O Brasil já teve 38 presidentes em 121 anos de história
republicana, mas nenhum deles — nem mesmo Dilma, a inefável — foi chamado
de genocida ou “eleito” pior
líder mundial no enfrentamento à Covid. Como governante, Bolsonaro
não passa de um inquilino do Palácio do Planalto que jamais desceu do palanque
e usa a máquina pública em prol de um projeto de poder eminentemente pessoal. Dos
poucos ministros que valiam dois mirréis de mel coado, a maioria já desembarcou
— uns por iniciativa própria, outros penabundados pelo chefe, por ciúme ou para
acomodar apaniguados do Centrão. E dá-lhe “gabinete
do ódio”.
“Envenenado” pelos filhos — seguidores atávicos do ex-astrólogo Olavo de Carvalho —, Bolsonaro demitiu (ou fez com que se demitissem) ministros do quilate de Gustavo Bebianno, Floriano Peixoto, Santos Cruz, Henrique Mandetta, Sergio Moro e Nelson Teich, rompeu com apoiadores de primeira hora (entre os quais Joice Hasselmann, Alexandre Frota e Janaína Paschoal) e, numa clara disputa por poder dinheiro do fundo partidário, desligou-se da oitava legenda que percorreu em seus 30 anos na política.
Expelido
da secretaria-geral da Presidência em fevereiro de 2019, Bebianno — o amigo
de fé, irmão, camarada e articulador da campanha passou
de aliado a desafeto após ter sido demitido por Zero Dois, chamou
de psicopata o presidente que ajudou a eleger e disse à Jovem
Pan que “a
democracia estava em risco devido à postura de Bolsonaro”. Bebianno
tencionava disputar
a prefeitura do Rio de Janeiro em 2020, mas foi fulminado por um
infarto agudo em março de 2019, quando estava escrevendo o livro “Uma
Eleição Improvável”, que desnuda os bastidores da campanha do capitão. De
certo modo Bebianno representava para Bolsonaro o que PC
Farias representou para Collor e Antonio Palocci para Lula.

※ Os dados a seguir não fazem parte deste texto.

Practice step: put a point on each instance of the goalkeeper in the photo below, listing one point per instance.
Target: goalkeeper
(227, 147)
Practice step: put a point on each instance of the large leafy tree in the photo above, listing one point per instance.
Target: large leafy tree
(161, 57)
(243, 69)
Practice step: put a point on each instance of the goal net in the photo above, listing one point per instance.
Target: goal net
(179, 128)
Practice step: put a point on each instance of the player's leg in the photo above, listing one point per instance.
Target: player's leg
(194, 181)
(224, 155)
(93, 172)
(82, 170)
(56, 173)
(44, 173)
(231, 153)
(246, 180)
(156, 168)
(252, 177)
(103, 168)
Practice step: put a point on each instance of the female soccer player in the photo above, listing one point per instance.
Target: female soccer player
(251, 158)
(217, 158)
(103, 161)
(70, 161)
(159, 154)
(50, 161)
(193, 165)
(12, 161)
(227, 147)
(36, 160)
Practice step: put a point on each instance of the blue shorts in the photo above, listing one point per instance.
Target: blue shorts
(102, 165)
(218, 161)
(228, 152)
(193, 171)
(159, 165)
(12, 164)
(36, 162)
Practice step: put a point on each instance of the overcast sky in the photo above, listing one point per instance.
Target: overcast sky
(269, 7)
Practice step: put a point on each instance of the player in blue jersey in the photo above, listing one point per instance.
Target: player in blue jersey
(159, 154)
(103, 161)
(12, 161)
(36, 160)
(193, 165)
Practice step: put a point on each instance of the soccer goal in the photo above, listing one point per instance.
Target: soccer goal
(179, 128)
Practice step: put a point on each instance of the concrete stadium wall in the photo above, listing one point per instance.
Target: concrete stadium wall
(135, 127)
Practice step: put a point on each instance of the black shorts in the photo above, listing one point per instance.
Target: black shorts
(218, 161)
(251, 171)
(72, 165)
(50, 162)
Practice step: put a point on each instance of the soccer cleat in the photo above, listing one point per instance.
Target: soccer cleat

Ignorar as fronteiras que separa o país do governante é uma
característica típica de líderes autoritários e demagogos que se escondem atrás
de apelos nacionalistas em busca de proteção. Bolsonaro não só deformou o
aparato estatal como vem usando a máquina pública para atingir desafetos e
alimentar picuinhas. Para proteger-se e blindar
sua enrolada prole, não se furta a vilipendiar instituições de Estado, afrontar
os demais Poderes e vituperar impropérios contra a imprensa diuturnamente. Para
ele, a Constituição é como papel higiênico: só tem utilidade nas horas de
necessidade. Sua “falta de absolutamente” se evidenciou ainda mais com a
pandemia. Uma gestão adequada, dizem os especialistas, poderia ter evitado
centenas de milhares de óbitos. Mas “e daí?” “Não sou coveiro”,
tripudia o presidente.
Nada com um dia após o outro. Bolsonaro entrará para a história como o presidente que reuniu todos os defeitos de seus antecessores sem deles tomar emprestada uma única virtude, além de ter sido o grande responsável pela maior produção de cadáveres de todos os tempos. Que o Diabo se apiede de sua alma.